Yelp is working on this goal by broadening the scope of colleges it recruits from. The company is now looking at schools like City University of New York, the University of Central Florida and the University of Texas, all of which have more diverse populations than the schools that predominantly feed into Silicon Valley, such as Stanford and Ivy League schools. Yelp has also placed student ambassadors who are tasked with promoting the company as a place to work after graduation at schools like Howard University, Arizona State University and several other diverse schools.
“We’ve seen the composition of our classes change and evolve a little bit,” said Paul Reich, Yelp’s office lead in New York City and the head of East Coast sales. “Now it feels different, richer and more diverse than ever. It’s still early days, though. We’re nowhere near where we want to be.”
Additionally, Yelp has teamed up with organizations that help train young adults from underrepresented groups to find candidates and interns for its sales teams. This includes Year Up, an organization that gives youth from underserved, low-income communities who have high school or GED diplomas training for in-demand positions. Every year, Yelp gives internships to eight to 10 Year Up students, preparing them for full-time jobs either at Yelp or somewhere else where they can succeed.
“We have an opportunity to address the skills gap and diversity challenge in an immediate way, a short-term way if we engage talented young people with very specific skills to tackle jobs for which a four-year degree might not be necessary,” said Jay Banfield, Year Up's San Francisco Bay Area executive director.
More Work Left To Do
Besides instituting new recruiting efforts, Yelp has also taken on several initiatives to make its company culture more welcoming and empowering for women and minorities. Williams, for example, has helped Yelp employees build out and organize numerous employee resource groups, such as Awesome Women in Engineering and the multicultural group DiverseBurst, that do things like bring in industry role models to speak. The purpose of these groups is to empower and train members to rise within the company and take on leadership roles as well as help Yelp become more welcoming by providing business insights as they relate to each group’s members.
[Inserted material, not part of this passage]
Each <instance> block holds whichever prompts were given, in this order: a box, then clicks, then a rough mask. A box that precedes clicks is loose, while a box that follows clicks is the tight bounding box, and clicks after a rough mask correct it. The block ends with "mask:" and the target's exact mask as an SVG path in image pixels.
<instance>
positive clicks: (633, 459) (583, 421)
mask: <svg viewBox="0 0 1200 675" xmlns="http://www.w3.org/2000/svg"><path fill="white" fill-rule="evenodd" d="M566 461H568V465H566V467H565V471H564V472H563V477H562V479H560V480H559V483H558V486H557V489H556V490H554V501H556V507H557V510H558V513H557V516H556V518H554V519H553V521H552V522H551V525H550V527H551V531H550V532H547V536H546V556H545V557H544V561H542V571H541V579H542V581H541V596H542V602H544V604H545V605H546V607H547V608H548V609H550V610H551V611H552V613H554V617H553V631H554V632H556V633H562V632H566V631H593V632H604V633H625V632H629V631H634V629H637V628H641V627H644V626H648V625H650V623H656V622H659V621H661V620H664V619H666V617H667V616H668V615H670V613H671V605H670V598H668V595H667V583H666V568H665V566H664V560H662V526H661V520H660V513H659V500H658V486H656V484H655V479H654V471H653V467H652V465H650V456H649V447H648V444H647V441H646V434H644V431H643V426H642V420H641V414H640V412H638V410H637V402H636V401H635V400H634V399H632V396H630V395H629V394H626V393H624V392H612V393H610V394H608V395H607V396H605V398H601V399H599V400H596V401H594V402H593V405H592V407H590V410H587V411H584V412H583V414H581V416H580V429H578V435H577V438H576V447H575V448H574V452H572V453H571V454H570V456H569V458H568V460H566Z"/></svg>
“With everything we’re doing … women engineers working at Yelp feel a little more empowered compared to last year to make a difference,” said Tasneem Minadakis, a Yelp engineering manager and member of the Awesome Women in Engineering group. “We hope to continue the same, and we hope to reach that 18 percent number soon.”
Yelp is nowhere near reaching the diversity goals it has set for itself, but altogether these strategies have helped the company make significant progress in employing women, African-Americans and Hispanics over the past year. Yelp’s tactics aren’t the only methods for accomplishing more inclusive hiring, but they are certainly examples that others in the tech industry can emulate.
“We still have a long way to go. We’ve set some goals and we’re not there yet, but things are trending in a positive direction,” Williams said.